Rafaela made his MLB debut against the Houston Astros on August 28 at Fenway Park, hitting a single in his first major league at bat. On September 12, he hit his first major league home run off Carlos Rodón, in the second game of a double-header against the New York Yankees. Rafaela recorded a .241/.281/.286 slash line with the Red Sox in 28 games. He was named Boston's Minor League Baserunner of the Year.

Rafaela began his 2024 season by hitting a triple in his first Opening Day start. On April 8, he signed an eight-year contract extension with the Red Sox for $50 million, lasting through to the 2031 season with a team option for 2032. In his first game at Yankee Stadium on July 5, Rafaela hit a two-run home run in the top of the tenth inning to lift Boston to a 5–3 victory over the Yankees. By the end of the season, he had a .246 batting average, 15 home runs, 75 RBIs, and a .984 fielding percentage in the outfield. He turned two double plays, ranking first among center fielders and third among all American League (AL) outfielders.

====2025====
Rafaela started in center field in 2025 in his second consecutive Opening Day, recording his first RBI of the season by scoring Wilyer Abreu on a force out. On May 8, Rafaela won the MLB Play of the Week award for a catch against the wall of Fenway's center field off the bat of Josh Jung. Hitting a walk-off home run at Fenway on June 4 against the Los Angeles Angels, Rafaela hit the shortest home run by a Red Sox player since Statcast tracking began in 2015 and the shortest recorded walk-off home run of any MLB player in the Statcast era, traveling just 308 feet to land near the Pesky Pole.

On July 11, Rafaela hit his second walk-off home run of the season, facing the Tampa Bay Rays at Fenway, sending the pitch from Pete Fairbanks over the Green Monster—the 37 ft (11.33m) tall left field wall at Fenway—to lead the Red Sox to their eighth consecutive win of the season—their longest win record of the season to date, and the longest win streak since their eight-game win streak from April 29–May 6, 2023. He was awarded the MLB Play of the Week for a second time on September 7, for robbing Arizona Diamondbacks outfielder Corbin Carroll of a home run in right-center field at Chase Field the day before. On September 26, Rafaela hit a walk-off triple against the Detroit Tigers to secure a 4–3 victory and Boston's first postseason berth since 2021. In his playoff debut, Rafaela batted 0-for-10 as Boston lost to the Yankees in the AL Wild Card Series.

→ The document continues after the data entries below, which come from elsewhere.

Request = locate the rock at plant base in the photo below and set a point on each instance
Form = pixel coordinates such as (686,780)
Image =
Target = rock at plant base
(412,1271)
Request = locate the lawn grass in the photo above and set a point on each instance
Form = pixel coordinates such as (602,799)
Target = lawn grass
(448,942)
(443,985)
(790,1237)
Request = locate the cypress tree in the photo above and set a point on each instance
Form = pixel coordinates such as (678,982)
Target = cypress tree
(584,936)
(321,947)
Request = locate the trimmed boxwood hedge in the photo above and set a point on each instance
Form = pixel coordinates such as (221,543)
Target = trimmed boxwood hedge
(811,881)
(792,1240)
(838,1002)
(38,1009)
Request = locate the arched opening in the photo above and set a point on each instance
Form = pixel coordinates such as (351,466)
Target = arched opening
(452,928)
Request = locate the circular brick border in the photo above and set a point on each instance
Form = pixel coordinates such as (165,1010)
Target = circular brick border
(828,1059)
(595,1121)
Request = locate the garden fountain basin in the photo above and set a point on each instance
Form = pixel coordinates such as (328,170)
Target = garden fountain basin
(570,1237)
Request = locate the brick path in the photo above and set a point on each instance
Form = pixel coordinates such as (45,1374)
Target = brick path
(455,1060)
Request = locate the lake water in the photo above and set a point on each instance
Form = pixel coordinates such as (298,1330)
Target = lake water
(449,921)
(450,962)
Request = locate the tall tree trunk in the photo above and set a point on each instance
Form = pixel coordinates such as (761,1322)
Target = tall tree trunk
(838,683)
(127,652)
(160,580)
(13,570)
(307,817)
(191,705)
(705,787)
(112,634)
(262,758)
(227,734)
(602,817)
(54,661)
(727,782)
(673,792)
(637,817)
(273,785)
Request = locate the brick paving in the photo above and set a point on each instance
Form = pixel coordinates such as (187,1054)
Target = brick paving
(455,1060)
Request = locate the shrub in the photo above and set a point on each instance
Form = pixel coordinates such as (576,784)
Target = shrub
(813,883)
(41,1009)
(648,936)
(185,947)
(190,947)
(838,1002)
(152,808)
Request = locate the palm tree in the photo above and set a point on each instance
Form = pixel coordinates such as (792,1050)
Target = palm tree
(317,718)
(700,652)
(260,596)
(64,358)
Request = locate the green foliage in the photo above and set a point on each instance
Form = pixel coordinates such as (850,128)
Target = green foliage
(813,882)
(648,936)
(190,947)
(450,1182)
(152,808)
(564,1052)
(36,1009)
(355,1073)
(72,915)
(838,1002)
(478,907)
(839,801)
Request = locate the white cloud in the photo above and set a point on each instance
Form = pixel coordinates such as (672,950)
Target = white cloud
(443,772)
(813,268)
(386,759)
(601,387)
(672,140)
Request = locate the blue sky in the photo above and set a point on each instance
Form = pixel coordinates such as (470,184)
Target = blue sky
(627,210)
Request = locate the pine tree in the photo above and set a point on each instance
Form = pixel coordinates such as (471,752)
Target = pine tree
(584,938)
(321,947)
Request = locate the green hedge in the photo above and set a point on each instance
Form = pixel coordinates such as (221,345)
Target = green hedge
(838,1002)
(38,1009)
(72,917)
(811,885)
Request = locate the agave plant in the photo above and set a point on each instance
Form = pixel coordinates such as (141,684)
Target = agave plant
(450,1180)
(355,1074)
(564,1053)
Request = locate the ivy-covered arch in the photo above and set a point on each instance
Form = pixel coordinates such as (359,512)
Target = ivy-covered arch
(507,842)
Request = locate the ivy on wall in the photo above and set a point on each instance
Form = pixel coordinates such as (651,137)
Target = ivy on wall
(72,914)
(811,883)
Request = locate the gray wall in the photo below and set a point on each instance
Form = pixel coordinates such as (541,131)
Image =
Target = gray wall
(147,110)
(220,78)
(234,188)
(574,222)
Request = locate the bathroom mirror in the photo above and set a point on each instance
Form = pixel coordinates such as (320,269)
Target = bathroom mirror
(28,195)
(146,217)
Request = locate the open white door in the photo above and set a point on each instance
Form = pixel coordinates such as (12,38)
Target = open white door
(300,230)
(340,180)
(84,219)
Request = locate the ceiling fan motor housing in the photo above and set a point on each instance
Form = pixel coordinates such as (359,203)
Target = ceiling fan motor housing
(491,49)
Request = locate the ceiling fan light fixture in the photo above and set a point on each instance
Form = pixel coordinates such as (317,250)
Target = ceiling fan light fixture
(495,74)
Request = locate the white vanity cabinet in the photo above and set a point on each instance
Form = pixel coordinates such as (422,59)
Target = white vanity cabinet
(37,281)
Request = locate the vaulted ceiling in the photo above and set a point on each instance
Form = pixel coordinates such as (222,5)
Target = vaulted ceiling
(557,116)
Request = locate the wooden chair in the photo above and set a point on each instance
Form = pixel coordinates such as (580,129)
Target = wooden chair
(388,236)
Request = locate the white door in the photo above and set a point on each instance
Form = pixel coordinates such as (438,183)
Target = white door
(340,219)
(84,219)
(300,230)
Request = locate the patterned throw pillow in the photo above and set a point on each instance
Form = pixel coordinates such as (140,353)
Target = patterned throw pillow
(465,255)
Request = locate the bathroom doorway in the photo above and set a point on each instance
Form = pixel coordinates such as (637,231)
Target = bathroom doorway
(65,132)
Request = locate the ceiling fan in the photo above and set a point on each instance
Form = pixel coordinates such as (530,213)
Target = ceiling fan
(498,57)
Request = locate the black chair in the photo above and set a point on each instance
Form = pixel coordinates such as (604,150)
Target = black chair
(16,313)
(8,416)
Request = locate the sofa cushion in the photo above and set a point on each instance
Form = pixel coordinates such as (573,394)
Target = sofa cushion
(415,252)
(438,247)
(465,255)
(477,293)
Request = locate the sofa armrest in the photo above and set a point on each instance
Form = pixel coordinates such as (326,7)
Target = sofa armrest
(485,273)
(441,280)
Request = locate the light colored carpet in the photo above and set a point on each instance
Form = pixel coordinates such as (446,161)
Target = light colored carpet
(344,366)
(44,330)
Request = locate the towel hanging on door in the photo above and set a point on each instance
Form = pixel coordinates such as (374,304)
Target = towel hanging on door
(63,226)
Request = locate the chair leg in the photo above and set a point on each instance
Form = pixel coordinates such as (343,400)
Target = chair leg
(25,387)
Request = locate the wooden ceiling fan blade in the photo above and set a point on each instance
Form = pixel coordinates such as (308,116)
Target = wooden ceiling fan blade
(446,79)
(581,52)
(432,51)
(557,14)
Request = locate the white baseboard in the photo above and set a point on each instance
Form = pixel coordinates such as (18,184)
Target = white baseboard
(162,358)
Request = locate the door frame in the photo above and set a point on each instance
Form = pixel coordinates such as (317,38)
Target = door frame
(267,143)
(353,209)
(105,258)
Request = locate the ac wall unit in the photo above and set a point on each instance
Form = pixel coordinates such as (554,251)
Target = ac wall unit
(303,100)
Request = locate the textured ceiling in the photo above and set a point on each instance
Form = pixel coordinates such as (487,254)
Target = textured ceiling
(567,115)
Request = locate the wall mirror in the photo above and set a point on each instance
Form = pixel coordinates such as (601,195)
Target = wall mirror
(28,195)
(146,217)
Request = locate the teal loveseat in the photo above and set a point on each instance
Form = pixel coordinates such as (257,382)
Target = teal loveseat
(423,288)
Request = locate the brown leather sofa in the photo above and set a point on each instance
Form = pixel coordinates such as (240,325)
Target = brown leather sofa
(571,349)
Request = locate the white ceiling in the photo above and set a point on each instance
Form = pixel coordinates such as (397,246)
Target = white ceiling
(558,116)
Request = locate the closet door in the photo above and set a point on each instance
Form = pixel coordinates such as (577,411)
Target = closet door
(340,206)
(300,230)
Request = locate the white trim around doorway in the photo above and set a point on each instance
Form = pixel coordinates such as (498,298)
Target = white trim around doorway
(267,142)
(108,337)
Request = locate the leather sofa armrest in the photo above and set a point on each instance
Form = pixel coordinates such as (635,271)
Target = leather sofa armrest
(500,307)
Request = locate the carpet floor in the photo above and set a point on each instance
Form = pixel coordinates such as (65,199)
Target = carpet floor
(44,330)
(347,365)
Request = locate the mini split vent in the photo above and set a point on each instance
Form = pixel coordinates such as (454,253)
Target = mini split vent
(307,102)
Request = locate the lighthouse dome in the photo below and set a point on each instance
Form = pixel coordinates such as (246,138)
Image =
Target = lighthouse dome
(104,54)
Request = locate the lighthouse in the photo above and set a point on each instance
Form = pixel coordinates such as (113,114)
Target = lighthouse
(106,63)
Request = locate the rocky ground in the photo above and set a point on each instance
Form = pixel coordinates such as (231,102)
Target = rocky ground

Rafaela ended the regular season with a .249 batting average, 16 home runs, and 63 RBIs. He also recorded a .985 fielding percentage playing center field in 141 games, including an AL-best 8 assists, and a .958 fielding percentage in 24 games played at second base. He won the center fielder Fielding Bible Award on October 23 and the center fielder AL Gold Glove Award on November 2.

====2026====
Starting in center field for his third consecutive Opening Day, Rafaela brought Marcelo Mayer home on a single for his first RBI of the season. Rafaela hit his first home run of the season on March 31 during the Red Sox' 9–2 loss to the Houston Astros at Daikin Park, and the following day, robbed Jake Meyers of the Astros of a hit by making a catch in right-center field with a 5% catch probability, according to Statcast. Rafaela was selected to play in the 2026 MLB All-Star Game on July 10, replacing injured outfielder Aaron Judge on the American League roster. On August 3rd, Rafaela earned his first Player of the Week Award, leading the American League in homeruns, with five, and OPS, with a mark of 1.387. He also hit his first career grand slam that week, off of Athletics pitcher José Suarez.

==International career==
Rafaela committed to play in the 2026 World Baseball Classic for the Netherlands national team in July 2025, and in February 2026, he was formally named to the Netherlands roster. Rafaela played in four games of the tournament, slashing .176/.222/.176 as the Netherlands finished 1–3 and were eliminated in pool play.

==Personal life==
Rafaela speaks English, Dutch, Spanish, and Papiamento. He grew up a fan of the Boston Red Sox; his favourite hitter was Manny Ramirez, and his favourite defender was Dustin Pedroia. His wife is from Puerto Rico, which influenced his decision to play in the 2022–23 Puerto Rican Winter League. They have three children.